Le Japon, comme les autres alliés de Washington en Asie-Pacifique, s’inquiète de l’écart croissant entre ses capacités et celles des Etats-Unis. Et ce dans la mesure où un certain nombre d’obstacles budgétaires, institutionnels et bureaucratiques freinent ou empêchent une transformation militaire aussi poussée que celle engagée par Washington, comme l’indique le compte-rendu d’une conférence organisée par l’Asia-Pacific Center for Security Studies (APCSS), institut de recherche rattaché au ministère de la défense américain [15].
Au centre de la coopération entre les deux pays, en particulier depuis le survol du territoire japonais par un missile balistique nord-coréen en 1998, la Ballistic missile defense (BMD) fera l’objet d’« améliorations dans la coordination des capacités respectives », indique le rapport du 29 octobre.

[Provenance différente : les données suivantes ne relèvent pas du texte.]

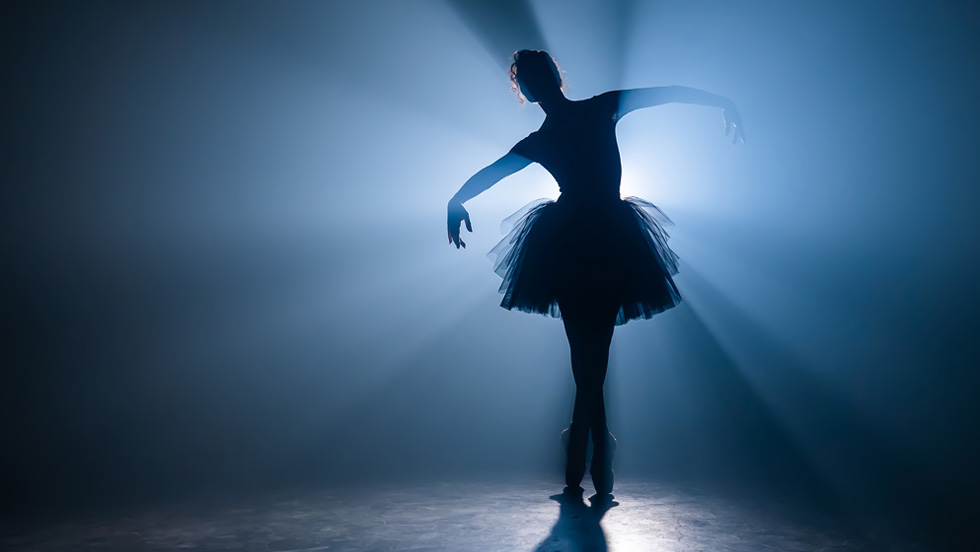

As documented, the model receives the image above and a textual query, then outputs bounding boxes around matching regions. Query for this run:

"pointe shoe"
[561,423,588,490]
[590,430,617,495]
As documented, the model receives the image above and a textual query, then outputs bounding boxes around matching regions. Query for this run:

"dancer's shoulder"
[585,91,623,120]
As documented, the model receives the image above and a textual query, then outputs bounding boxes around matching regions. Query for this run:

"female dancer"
[447,50,744,496]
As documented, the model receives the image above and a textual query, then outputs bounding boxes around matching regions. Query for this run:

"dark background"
[2,0,978,543]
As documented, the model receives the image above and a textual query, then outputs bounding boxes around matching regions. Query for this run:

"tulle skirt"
[489,196,681,325]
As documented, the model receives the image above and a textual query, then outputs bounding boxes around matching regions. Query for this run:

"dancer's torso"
[512,92,622,203]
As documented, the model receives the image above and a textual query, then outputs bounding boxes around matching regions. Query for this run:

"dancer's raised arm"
[448,151,531,249]
[614,86,745,144]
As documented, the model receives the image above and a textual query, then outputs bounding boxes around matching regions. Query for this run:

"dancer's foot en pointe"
[561,422,588,490]
[589,429,617,495]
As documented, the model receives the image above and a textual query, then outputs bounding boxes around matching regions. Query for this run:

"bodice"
[511,92,623,202]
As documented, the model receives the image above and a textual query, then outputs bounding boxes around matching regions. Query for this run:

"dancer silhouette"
[448,50,743,496]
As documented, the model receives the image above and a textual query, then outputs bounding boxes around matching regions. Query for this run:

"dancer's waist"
[556,191,622,205]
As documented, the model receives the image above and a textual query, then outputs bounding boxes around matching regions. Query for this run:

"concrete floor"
[0,478,924,551]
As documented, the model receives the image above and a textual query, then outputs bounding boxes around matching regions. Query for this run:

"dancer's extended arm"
[448,151,531,249]
[616,86,745,144]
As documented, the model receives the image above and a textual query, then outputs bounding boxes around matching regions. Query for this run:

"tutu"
[489,194,681,325]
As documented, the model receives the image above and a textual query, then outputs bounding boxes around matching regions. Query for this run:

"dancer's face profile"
[510,50,563,104]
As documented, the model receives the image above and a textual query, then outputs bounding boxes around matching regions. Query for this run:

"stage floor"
[0,478,922,551]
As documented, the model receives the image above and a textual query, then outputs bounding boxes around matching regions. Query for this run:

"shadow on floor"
[534,488,618,552]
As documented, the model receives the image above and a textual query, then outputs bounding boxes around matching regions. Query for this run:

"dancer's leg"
[559,293,619,493]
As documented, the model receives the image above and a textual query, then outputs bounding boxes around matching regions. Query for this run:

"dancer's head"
[509,50,564,104]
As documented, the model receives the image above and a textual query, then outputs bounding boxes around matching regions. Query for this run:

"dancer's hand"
[723,102,745,145]
[447,199,472,249]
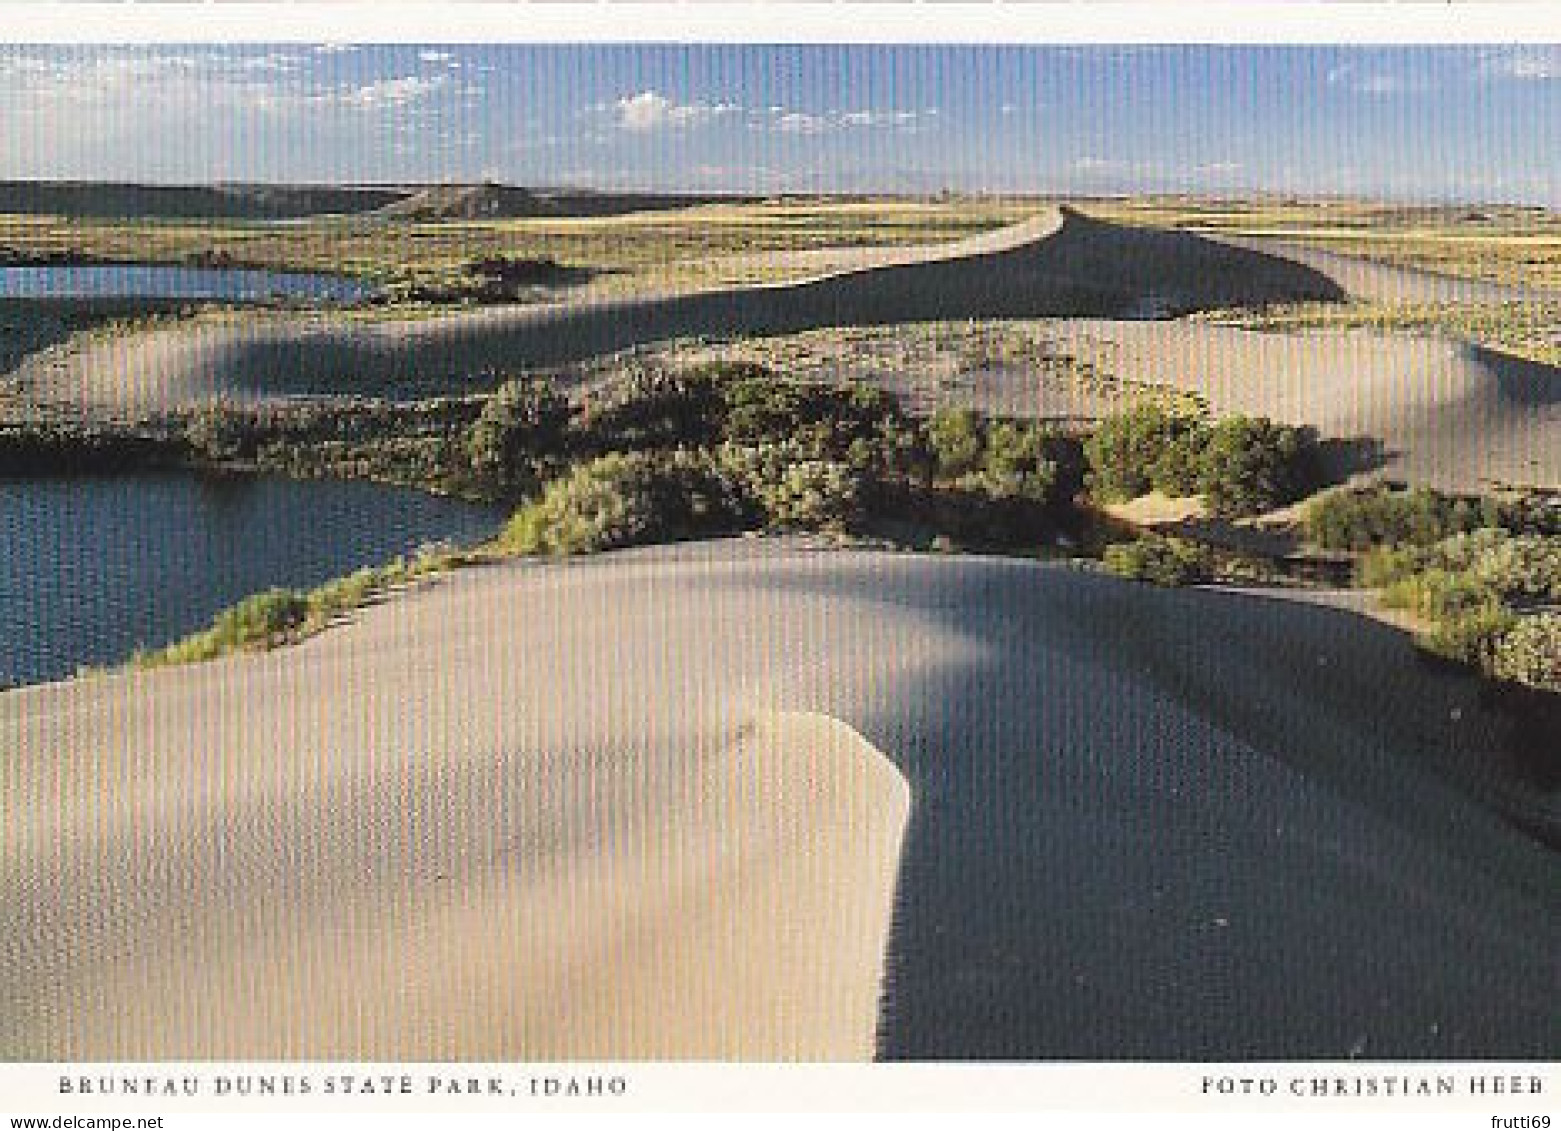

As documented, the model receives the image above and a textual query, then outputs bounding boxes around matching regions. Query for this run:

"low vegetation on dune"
[1302,487,1561,695]
[500,362,1073,555]
[51,351,1551,741]
[135,543,475,668]
[1084,401,1320,518]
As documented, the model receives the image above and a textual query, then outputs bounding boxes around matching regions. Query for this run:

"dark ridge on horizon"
[0,180,766,221]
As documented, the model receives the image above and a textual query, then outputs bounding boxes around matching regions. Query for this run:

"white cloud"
[1326,63,1425,96]
[1477,47,1561,82]
[338,75,449,110]
[614,90,737,131]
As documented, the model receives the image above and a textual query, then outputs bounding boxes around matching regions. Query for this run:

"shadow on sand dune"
[731,561,1559,1060]
[1465,343,1561,407]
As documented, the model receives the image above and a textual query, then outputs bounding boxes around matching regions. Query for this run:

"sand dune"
[2,543,1556,1059]
[5,207,1346,412]
[1042,320,1561,490]
[7,206,1558,492]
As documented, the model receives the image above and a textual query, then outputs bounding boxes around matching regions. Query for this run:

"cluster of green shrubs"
[1305,485,1502,551]
[502,450,750,555]
[1101,535,1213,587]
[926,408,1061,501]
[1358,527,1561,691]
[1100,534,1283,588]
[1083,403,1318,517]
[1362,528,1561,603]
[496,363,1075,555]
[466,377,570,494]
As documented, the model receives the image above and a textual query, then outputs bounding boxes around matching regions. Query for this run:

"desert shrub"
[719,371,909,467]
[1489,613,1561,692]
[1361,529,1561,603]
[184,403,257,462]
[503,450,747,555]
[1357,543,1430,589]
[1421,606,1520,669]
[1196,416,1315,518]
[1150,423,1210,497]
[1305,486,1496,551]
[467,376,569,492]
[502,453,665,554]
[1491,492,1561,538]
[574,364,724,453]
[973,420,1060,503]
[715,440,864,531]
[928,407,986,480]
[1457,532,1561,602]
[757,459,864,531]
[1085,403,1203,502]
[1101,535,1212,587]
[1380,568,1502,622]
[149,586,313,664]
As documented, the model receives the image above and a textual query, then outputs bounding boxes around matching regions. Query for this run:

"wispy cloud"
[761,104,934,136]
[1326,63,1425,96]
[1476,46,1561,82]
[604,89,937,138]
[774,110,828,135]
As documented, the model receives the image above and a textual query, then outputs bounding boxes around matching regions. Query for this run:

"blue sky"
[0,44,1557,202]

Les transferts de technologie militaire américaine représentent un enjeu industriel majeur pour le Japon dans la mesure où une directive politique lui interdit, depuis 1967, l’exportation d’armements et de technologie militaire [16].
Une levée partielle de ce principe avait cependant été autorisée par le cabinet Koizumi en décembre 2004, dans le cadre de la coopération avec les Etats-Unis sur la défense antimissile. « Pour Mitsubishi et Kawasaki Heavy Industries, les deux principales industries d’armement japonaises, le défi technologique justifierait la levée de l’interdit » [17], souligne Régine Serra. L’Agence japonaise de la défense indiquait récemment son intention de se doter de 124 missiles Patriot d’ici à la fin 2010 : ils seraient d’abord importés des Etats-Unis, puis la production en serait transférée à Mitsubishi Heavy Industries Ltd. [18].

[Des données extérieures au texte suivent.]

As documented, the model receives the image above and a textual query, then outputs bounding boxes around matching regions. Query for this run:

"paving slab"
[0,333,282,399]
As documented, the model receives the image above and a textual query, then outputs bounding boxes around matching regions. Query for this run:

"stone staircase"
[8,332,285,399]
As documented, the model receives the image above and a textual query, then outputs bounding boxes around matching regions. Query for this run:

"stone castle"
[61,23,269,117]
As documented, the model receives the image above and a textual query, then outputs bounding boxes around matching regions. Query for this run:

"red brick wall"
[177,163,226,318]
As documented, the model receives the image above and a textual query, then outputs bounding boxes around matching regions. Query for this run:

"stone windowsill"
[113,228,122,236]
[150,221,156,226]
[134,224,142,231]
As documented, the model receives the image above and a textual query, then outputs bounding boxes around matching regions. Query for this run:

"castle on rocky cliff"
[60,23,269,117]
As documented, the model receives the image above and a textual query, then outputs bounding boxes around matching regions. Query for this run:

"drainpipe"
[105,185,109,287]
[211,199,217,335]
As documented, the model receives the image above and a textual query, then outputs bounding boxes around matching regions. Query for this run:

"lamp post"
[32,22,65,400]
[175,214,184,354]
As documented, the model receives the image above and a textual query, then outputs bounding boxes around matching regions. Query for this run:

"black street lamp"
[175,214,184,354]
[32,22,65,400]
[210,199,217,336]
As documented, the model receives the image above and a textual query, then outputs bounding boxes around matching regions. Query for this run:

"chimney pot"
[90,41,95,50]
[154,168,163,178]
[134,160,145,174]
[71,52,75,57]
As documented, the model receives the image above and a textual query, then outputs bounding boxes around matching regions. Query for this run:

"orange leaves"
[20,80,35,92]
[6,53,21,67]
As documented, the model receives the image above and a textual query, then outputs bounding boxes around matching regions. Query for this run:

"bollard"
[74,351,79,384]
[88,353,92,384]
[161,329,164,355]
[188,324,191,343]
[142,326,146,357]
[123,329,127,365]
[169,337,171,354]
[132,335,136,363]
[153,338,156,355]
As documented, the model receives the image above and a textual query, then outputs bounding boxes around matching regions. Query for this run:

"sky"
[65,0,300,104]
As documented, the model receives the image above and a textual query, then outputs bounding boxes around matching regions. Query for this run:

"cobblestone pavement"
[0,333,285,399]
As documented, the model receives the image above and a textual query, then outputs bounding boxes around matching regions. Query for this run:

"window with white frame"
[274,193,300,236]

Les voisins asiatiques du Japon, qui ont encore en mémoire la colonisation nippone au siècle précédent, voient d’un mauvais œil cette évolution vers une remise en cause du système post-1945, axé sur le pacifisme. L’exacerbation des nationalismes et les enjeux stratégiques se conjuguent avec les nombreux traités de sécurité ou de coopération signés par les Etats-Unis en Asie-Pacifique pour entretenir un mouvement de course aux armements dans cette zone : elle est devenue le deuxième marché mondial de l’armement, après le Proche-Orient, avec un volume d’achat supérieur à 150 milliards de dollars entre 1990 et 2002 [19].
Pour les Etats alliés et partenaires de Washington, au premier rang desquels l’Australie, la Corée du Sud et Taïwan, l’objectif est, comme pour le Japon, de rester opérationnels vis-à-vis des forces américaines, car la probabilité d’opérations de coalition avec les Etats-Unis, comme en Afghanistan ou en Irak, s’accroît. Beaucoup d’entre eux acquièrent ainsi de nouveaux équipements américains, tel le système de combat naval Aegis pour l’Australie, le Japon et la Corée du Sud.

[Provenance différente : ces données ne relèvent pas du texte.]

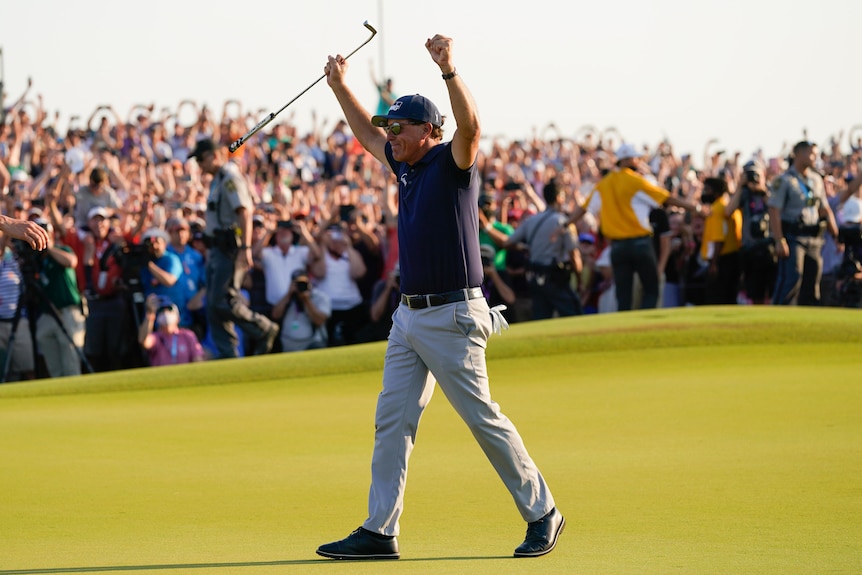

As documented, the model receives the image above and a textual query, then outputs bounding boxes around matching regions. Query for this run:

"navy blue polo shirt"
[385,141,483,295]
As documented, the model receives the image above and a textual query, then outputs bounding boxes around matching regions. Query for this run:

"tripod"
[1,272,94,383]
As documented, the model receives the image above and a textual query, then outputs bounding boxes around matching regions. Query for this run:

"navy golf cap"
[371,94,442,128]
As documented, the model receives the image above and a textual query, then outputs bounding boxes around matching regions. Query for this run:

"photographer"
[139,227,183,305]
[57,207,124,372]
[31,219,86,378]
[726,161,776,304]
[271,269,330,353]
[0,236,35,381]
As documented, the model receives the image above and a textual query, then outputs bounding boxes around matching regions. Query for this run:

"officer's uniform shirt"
[205,162,253,233]
[768,167,826,227]
[506,209,578,267]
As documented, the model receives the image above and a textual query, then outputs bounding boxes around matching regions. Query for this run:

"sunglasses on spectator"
[382,121,425,135]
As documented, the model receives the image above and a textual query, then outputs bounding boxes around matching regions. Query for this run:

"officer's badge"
[225,179,237,194]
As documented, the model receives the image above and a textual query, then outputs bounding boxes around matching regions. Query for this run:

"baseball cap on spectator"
[188,138,217,161]
[478,193,494,207]
[371,94,442,128]
[578,233,596,245]
[141,227,170,242]
[615,143,642,161]
[27,207,43,221]
[166,217,190,230]
[743,160,762,171]
[291,268,308,281]
[276,220,295,231]
[253,214,266,227]
[88,207,111,220]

Certains Etats de la région expriment pourtant leurs critiques quant au caractère excessif des technologies militaires de pointe exportées en Asie par les Etats-Unis depuis l’instauration de la « révolution dans les affaires militaires » (Revolution in Military Affairs, RMA). Considérés comme appartenant au « domaine des idées, de l’innovation et de la technologie », avec une tendance à un « amour de la technologie pour la technologie », ces moyens seraient « inadaptés à des menaces de faible intensité, particulièrement au terrorisme ou aux opérations anti-insurrectionnelles », précise le compte-rendu d’une autre conférence organisée par l’APCSS [20].
Les participants s’y inquiètent des répercussions des transformations militaires sur la région. Dans la mesure où elles ont « pour objet la consolidation et le renforcement de la suprématie militaire américaine », celles-ci pourraient aboutir à la « création de nouvelles menaces ».
Les pays incapables de faire évoluer leur défense nationale pourraient en effet « réagir par des réponses asymétriques, comme des attaques de niveau faible, ou étendre leurs capacités en matière d’armes de destruction massive ». C’est tout le paradoxe de la politique de sécurité menée par Washington dans cette région.